# looking for a dirt track dio.



## CrazyHeadRacing (Feb 16, 2008)

anyone help me make one of these. or has one to sell i got a couple latemodels i want to put"on the track" im really looking...can some one help me....


----------



## CrazyHeadRacing (Feb 16, 2008)

does anyone know anything about this ? please...


----------



## Stangfreak (Jun 7, 2007)

*What kind of a dio are you looking to do ? One for display or more like a lay out of a full scale track of the scale cars you will be useing ?*


----------



## CrazyHeadRacing (Feb 16, 2008)

mustangman said:


> *What kind of a dio are you looking to do ? One for display or more like a lay out of a full scale track of the scale cars you will be useing ?*



like the corners of a track. like 3&4...... its just for 3 cars..... lmk


----------



## 69Stang (Sep 9, 2004)

Hey Crazy Head, looking for something like this?

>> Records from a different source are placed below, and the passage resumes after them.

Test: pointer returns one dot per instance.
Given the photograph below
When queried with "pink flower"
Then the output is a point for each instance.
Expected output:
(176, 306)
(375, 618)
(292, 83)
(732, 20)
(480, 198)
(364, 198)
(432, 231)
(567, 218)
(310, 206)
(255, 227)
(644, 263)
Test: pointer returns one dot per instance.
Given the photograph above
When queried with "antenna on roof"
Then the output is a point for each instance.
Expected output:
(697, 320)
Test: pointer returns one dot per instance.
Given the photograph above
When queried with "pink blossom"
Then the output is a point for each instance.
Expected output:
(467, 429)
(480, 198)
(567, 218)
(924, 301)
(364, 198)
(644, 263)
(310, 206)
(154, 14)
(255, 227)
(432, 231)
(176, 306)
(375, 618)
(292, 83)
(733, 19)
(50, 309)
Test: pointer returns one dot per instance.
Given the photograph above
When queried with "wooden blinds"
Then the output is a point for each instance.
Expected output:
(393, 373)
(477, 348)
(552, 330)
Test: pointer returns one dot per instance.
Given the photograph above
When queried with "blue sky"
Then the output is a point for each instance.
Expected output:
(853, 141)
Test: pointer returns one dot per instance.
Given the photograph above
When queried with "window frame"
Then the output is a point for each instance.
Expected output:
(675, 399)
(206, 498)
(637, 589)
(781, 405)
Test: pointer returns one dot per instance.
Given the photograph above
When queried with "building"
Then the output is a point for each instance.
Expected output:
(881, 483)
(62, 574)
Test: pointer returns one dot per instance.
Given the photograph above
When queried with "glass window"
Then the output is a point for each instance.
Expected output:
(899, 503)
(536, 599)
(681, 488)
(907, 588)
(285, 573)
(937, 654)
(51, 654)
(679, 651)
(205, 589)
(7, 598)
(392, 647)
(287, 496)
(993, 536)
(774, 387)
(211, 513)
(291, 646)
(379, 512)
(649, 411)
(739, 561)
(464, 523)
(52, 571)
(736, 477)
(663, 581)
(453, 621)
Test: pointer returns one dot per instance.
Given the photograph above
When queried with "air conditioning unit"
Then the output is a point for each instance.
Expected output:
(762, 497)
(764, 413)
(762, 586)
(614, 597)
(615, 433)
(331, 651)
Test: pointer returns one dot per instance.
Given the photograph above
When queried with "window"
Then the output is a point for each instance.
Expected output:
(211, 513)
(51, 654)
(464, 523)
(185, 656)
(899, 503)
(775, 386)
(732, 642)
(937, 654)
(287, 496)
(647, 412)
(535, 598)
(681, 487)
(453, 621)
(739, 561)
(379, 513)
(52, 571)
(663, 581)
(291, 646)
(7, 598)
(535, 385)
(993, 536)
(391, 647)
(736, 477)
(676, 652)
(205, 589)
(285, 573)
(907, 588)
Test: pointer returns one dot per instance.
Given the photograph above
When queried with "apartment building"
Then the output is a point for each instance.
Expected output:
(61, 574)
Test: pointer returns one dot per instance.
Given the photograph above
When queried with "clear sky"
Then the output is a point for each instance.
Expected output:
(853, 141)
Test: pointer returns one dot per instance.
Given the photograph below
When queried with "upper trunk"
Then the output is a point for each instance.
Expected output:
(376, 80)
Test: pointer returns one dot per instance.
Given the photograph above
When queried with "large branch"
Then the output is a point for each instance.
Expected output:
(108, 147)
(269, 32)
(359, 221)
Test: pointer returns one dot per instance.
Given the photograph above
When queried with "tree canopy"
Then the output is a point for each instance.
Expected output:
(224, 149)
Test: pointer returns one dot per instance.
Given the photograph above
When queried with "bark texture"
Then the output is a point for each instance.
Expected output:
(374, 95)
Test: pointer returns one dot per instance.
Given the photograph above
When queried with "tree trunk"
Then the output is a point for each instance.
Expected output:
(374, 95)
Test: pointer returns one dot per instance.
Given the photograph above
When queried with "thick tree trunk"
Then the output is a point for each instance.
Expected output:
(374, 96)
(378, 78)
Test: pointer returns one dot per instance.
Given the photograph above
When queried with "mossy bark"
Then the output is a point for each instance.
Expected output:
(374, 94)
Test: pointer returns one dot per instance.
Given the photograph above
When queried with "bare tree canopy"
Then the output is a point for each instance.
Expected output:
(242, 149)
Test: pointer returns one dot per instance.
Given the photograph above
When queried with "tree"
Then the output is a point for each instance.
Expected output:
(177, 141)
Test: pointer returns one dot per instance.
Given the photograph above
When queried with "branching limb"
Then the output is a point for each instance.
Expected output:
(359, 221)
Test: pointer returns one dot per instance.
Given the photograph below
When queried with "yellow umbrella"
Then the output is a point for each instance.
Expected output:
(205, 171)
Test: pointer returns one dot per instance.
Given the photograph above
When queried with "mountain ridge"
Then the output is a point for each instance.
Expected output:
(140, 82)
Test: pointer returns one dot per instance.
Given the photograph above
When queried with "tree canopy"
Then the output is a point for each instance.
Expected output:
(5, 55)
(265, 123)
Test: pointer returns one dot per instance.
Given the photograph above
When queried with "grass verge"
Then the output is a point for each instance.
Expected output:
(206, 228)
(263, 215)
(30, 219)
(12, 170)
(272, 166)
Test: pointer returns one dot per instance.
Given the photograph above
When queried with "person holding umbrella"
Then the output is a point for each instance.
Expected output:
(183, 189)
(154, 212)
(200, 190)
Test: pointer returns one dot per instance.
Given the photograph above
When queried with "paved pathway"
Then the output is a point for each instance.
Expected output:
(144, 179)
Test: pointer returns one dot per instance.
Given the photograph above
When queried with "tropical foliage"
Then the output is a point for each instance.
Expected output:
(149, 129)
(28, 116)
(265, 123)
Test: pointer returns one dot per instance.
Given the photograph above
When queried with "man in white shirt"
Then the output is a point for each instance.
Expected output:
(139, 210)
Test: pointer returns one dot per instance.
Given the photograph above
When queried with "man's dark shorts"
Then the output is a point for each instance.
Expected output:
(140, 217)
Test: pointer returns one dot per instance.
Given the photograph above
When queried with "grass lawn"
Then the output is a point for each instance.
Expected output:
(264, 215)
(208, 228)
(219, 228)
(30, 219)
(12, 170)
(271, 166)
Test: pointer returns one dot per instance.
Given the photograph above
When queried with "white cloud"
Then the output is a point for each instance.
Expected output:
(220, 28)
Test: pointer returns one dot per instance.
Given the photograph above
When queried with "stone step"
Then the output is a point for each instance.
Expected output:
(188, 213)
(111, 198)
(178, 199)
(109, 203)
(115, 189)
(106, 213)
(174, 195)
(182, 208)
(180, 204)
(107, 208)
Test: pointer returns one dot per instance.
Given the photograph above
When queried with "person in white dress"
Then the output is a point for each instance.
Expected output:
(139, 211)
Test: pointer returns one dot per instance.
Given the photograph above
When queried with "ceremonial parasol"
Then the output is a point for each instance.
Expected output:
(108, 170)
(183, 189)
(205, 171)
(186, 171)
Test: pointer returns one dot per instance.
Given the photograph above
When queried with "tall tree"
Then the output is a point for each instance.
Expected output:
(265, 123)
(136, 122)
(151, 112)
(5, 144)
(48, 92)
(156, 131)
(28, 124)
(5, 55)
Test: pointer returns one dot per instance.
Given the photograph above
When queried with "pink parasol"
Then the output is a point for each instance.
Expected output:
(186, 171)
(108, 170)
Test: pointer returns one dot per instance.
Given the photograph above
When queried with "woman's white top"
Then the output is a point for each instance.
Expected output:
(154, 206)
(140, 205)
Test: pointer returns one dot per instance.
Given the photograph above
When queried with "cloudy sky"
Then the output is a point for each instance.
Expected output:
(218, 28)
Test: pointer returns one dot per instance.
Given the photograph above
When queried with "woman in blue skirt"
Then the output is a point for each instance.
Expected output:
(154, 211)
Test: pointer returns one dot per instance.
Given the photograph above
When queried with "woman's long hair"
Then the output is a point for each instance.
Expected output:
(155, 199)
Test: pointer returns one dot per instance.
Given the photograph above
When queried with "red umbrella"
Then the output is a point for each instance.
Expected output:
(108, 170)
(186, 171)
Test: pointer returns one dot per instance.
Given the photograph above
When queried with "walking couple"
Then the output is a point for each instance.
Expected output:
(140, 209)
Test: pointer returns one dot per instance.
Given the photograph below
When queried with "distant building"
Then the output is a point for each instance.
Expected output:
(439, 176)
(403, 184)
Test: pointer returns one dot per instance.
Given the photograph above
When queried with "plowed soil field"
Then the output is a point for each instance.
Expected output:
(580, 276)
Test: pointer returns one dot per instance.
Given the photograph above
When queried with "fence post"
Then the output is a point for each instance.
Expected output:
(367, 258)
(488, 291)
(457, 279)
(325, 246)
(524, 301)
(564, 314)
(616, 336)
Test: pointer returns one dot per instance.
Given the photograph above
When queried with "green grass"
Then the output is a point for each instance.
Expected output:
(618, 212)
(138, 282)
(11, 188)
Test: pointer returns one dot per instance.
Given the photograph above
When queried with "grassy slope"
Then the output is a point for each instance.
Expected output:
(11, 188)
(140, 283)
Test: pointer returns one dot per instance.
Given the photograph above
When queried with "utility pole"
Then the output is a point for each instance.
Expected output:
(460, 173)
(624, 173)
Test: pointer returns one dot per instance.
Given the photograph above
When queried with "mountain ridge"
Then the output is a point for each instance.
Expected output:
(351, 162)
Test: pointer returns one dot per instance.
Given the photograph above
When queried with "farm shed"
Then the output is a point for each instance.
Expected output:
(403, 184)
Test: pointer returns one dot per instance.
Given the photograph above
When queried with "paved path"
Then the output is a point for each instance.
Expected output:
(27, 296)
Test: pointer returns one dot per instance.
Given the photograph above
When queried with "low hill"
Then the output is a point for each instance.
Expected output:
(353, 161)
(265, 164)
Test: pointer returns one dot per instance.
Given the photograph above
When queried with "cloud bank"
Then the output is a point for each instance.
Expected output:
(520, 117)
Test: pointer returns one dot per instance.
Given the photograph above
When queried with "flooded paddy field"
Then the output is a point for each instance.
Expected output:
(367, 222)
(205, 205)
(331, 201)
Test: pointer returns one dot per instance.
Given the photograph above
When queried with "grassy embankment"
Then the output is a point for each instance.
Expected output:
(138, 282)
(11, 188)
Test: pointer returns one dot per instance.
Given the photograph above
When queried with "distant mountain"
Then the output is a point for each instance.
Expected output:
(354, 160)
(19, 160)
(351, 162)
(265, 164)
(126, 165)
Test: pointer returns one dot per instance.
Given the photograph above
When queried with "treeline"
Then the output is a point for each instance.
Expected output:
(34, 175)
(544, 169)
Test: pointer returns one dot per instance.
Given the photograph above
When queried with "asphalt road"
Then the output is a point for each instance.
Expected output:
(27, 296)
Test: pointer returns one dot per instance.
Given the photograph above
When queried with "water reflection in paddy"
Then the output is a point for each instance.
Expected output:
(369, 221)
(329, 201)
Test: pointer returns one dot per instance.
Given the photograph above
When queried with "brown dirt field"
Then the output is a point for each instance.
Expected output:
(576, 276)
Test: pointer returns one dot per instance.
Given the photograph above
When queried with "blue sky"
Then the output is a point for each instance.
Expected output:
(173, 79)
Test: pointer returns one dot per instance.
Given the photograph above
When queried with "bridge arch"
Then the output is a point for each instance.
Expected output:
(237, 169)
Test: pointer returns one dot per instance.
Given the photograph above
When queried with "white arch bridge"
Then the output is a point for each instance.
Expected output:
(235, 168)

I built it to hld one 1:64 dirt car, but I left it so I could change out the cars as well, so no mounting holes drilled through the base. I also have a love for the latemodels!



















Here are a few different angles showing just how much banking I built into it!




























I built this in a 100% Hot Wheels two car case. Stangfreak or I can talk you through it pretty easy. But your would need a larger case (maybe a 1:24 or 1:18 case) to create the turn look you want in 1:64.

I hope these pics offer some help or ideas.

Sincerely,
Ward


----------